Aus den vorstehenden Darlegungen ist ersichtlich, daß die der Klägerin zustehende Abfindungsforderung im Verhältnis 1 : 1 auf Deutsche Mark umgestellt worden ist. Diese Forderung ist in der Folgezeit in ihrem rechtlichen Bestand nicht berührt, insbesondere ist sie nicht durch Erfüllung getilgt worden. Auch das Londoner Schuldenabkommen hat auf den Bestand dieser Forderung keinen Einfluß ausgeübt; weil sie nicht zu den nach diesem Abkommen zu regelnden Forderungen gehört. Daher bedarf es für den vorliegenden Fall auch keiner Erörterung, welchen Einfluß das Londoner Schuldenabkommen auf den Bestand und den Umfang der nach diesem Abkommen zu regelnden Forderungen hat (vgl. dazu BGH WM 1957, 1118). Die hier in Betracht kommende Forderung der Klägerin ist in ihrem rechtlichen Umfang jedenfalls von diesem Abkommen nicht berührt worden.

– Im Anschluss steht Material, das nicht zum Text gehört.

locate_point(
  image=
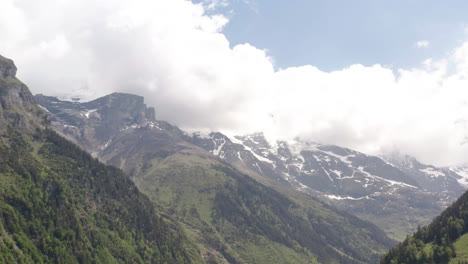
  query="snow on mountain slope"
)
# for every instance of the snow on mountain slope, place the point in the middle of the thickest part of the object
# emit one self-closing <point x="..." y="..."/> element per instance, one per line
<point x="380" y="189"/>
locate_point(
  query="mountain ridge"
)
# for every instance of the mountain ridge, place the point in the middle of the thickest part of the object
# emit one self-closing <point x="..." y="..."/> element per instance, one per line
<point x="217" y="202"/>
<point x="60" y="205"/>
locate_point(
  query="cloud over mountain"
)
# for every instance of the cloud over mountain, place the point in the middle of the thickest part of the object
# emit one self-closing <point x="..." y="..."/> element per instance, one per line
<point x="175" y="54"/>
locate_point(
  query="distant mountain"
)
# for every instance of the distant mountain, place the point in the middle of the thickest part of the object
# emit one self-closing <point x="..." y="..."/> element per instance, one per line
<point x="235" y="216"/>
<point x="59" y="205"/>
<point x="396" y="194"/>
<point x="444" y="241"/>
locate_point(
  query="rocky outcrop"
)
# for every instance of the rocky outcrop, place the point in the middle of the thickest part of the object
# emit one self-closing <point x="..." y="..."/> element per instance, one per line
<point x="7" y="68"/>
<point x="17" y="105"/>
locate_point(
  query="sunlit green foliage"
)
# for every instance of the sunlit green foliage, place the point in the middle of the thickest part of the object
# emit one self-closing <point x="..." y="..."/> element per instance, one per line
<point x="435" y="243"/>
<point x="59" y="205"/>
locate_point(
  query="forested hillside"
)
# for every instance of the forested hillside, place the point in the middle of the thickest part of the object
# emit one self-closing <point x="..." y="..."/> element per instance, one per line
<point x="60" y="205"/>
<point x="443" y="241"/>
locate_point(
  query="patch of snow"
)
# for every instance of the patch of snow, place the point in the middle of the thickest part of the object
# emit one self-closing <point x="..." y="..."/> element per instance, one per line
<point x="202" y="135"/>
<point x="432" y="172"/>
<point x="154" y="125"/>
<point x="216" y="151"/>
<point x="463" y="173"/>
<point x="43" y="108"/>
<point x="361" y="169"/>
<point x="87" y="113"/>
<point x="335" y="197"/>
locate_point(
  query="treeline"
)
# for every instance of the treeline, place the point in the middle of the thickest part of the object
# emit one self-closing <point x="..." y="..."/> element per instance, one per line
<point x="434" y="243"/>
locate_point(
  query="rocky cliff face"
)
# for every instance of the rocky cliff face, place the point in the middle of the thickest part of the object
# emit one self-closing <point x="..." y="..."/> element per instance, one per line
<point x="94" y="124"/>
<point x="17" y="106"/>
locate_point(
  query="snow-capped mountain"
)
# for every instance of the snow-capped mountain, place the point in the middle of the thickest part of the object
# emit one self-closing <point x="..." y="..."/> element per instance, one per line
<point x="395" y="194"/>
<point x="379" y="189"/>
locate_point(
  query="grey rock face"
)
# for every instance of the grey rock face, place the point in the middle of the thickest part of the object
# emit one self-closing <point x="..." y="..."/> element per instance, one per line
<point x="95" y="124"/>
<point x="17" y="105"/>
<point x="7" y="68"/>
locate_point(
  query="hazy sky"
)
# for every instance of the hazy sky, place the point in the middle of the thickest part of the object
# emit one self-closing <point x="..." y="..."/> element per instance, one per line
<point x="372" y="76"/>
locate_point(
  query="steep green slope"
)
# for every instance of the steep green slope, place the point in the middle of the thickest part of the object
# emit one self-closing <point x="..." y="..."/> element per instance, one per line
<point x="59" y="205"/>
<point x="235" y="217"/>
<point x="443" y="241"/>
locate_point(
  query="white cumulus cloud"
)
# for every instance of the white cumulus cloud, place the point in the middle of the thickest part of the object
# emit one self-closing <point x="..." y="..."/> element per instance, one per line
<point x="422" y="44"/>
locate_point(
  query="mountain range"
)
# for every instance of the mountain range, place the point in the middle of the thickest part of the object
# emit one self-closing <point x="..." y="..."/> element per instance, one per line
<point x="178" y="204"/>
<point x="202" y="198"/>
<point x="395" y="192"/>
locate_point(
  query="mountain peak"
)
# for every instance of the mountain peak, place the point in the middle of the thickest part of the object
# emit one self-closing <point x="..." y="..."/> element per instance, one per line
<point x="17" y="105"/>
<point x="7" y="68"/>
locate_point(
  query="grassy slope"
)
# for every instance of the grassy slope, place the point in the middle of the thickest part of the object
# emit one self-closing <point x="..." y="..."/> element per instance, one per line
<point x="461" y="249"/>
<point x="248" y="222"/>
<point x="58" y="205"/>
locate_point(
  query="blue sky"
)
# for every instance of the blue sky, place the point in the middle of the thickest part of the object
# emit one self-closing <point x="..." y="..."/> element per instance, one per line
<point x="334" y="34"/>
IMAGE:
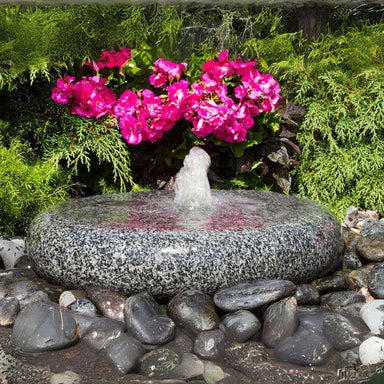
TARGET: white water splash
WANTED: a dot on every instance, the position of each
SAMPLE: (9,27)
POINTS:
(192,185)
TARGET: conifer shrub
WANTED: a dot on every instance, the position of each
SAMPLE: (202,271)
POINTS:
(27,186)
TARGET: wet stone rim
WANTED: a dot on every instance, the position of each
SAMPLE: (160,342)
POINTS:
(103,240)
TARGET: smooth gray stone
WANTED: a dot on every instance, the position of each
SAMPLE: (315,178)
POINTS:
(253,295)
(217,373)
(110,303)
(9,309)
(240,326)
(312,318)
(159,364)
(376,282)
(43,327)
(147,321)
(84,306)
(280,321)
(181,344)
(371,242)
(137,242)
(125,353)
(210,345)
(350,357)
(344,332)
(190,367)
(333,283)
(38,296)
(338,300)
(99,332)
(245,356)
(67,377)
(352,309)
(360,278)
(305,347)
(194,311)
(307,294)
(10,252)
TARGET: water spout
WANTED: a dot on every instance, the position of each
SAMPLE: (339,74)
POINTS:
(192,185)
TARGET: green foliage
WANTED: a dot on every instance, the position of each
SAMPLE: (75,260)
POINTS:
(338,79)
(26,187)
(86,143)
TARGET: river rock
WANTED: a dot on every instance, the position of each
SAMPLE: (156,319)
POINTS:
(351,216)
(125,353)
(344,332)
(245,356)
(305,347)
(215,373)
(181,343)
(99,332)
(193,310)
(307,294)
(210,345)
(253,295)
(274,329)
(83,306)
(9,308)
(68,297)
(190,367)
(110,303)
(373,315)
(359,278)
(371,242)
(352,309)
(312,318)
(43,327)
(159,364)
(333,283)
(240,326)
(10,252)
(371,351)
(147,321)
(67,377)
(376,282)
(337,300)
(350,357)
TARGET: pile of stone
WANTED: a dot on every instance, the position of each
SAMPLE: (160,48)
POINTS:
(266,329)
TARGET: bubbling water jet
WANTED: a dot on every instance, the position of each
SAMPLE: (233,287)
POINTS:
(192,186)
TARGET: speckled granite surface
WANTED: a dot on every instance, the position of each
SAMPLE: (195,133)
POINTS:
(140,242)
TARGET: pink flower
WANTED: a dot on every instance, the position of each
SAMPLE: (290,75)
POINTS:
(166,70)
(111,59)
(91,98)
(63,91)
(218,70)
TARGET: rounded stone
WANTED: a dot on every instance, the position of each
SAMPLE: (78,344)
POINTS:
(147,321)
(253,295)
(276,330)
(44,327)
(344,332)
(371,351)
(240,326)
(140,241)
(305,347)
(210,345)
(159,363)
(376,281)
(193,310)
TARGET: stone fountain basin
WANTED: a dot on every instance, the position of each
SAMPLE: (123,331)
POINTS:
(140,241)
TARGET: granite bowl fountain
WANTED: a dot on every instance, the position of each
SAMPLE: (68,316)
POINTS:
(165,243)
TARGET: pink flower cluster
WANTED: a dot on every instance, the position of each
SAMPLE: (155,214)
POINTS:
(111,59)
(88,97)
(207,104)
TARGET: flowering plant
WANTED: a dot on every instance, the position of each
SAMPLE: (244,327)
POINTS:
(222,104)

Der einzige rechtliche Einfluß, den das Abkommen auf diese Forderung genommen hat, besteht vielmehr nur darin, daß es die Fälligkeit dieser Forderung vorläufig ausgesetzt hat.
Aus alldem folgt, daß der hilfsweise gestellte Feststellungsantrag der Klägerin begründet ist, und daß daher die Feststellung auszusprechen ist, daß der Klägerin gegen den Beklagten eine Forderung in Höhe von 186.185,59 DM zusteht.
Da die Klägerin mit dem in erster Linie gestellten Klagantrag auf Verurteilung des Beklagten zur Zahlung von 186.185,59 DM nicht durchgedrungen ist, muß sie gemäß §92 ZPO einen Teil der Kosten des Rechtsstreits tragen. Andererseits sind auch dem Beklagten ein Teil der Kosten des Rechtsstreits aufzuerlegen, da dem Feststellungsbegehren der Klägerin entsprochen werden muß. Mit Rücksicht darauf, daß der wesentliche Streitpunkt der Parteien in diesem Rechtsstreit darin bestand, in welcher Weise die Forderung der Klägerin auf Deutsche Mark umzustellen ist, und mit Rücksicht darauf, daß die Klägerin in diesem Streitpunkt obgesiegt hat, erscheint es unter Berücksichtigung des §92 ZPO angemessen, den überwiegenden Teil der Kosten dem Beklagten aufzuerlegen. Die Verteilung ist unter Berücksichtigung der vorstehenden Gesichtspunkte so vorzunehmen, daß die Klägerin ein Viertel und der Beklagte drei Viertel der Kosten des Rechtsstreits zu tragen haben.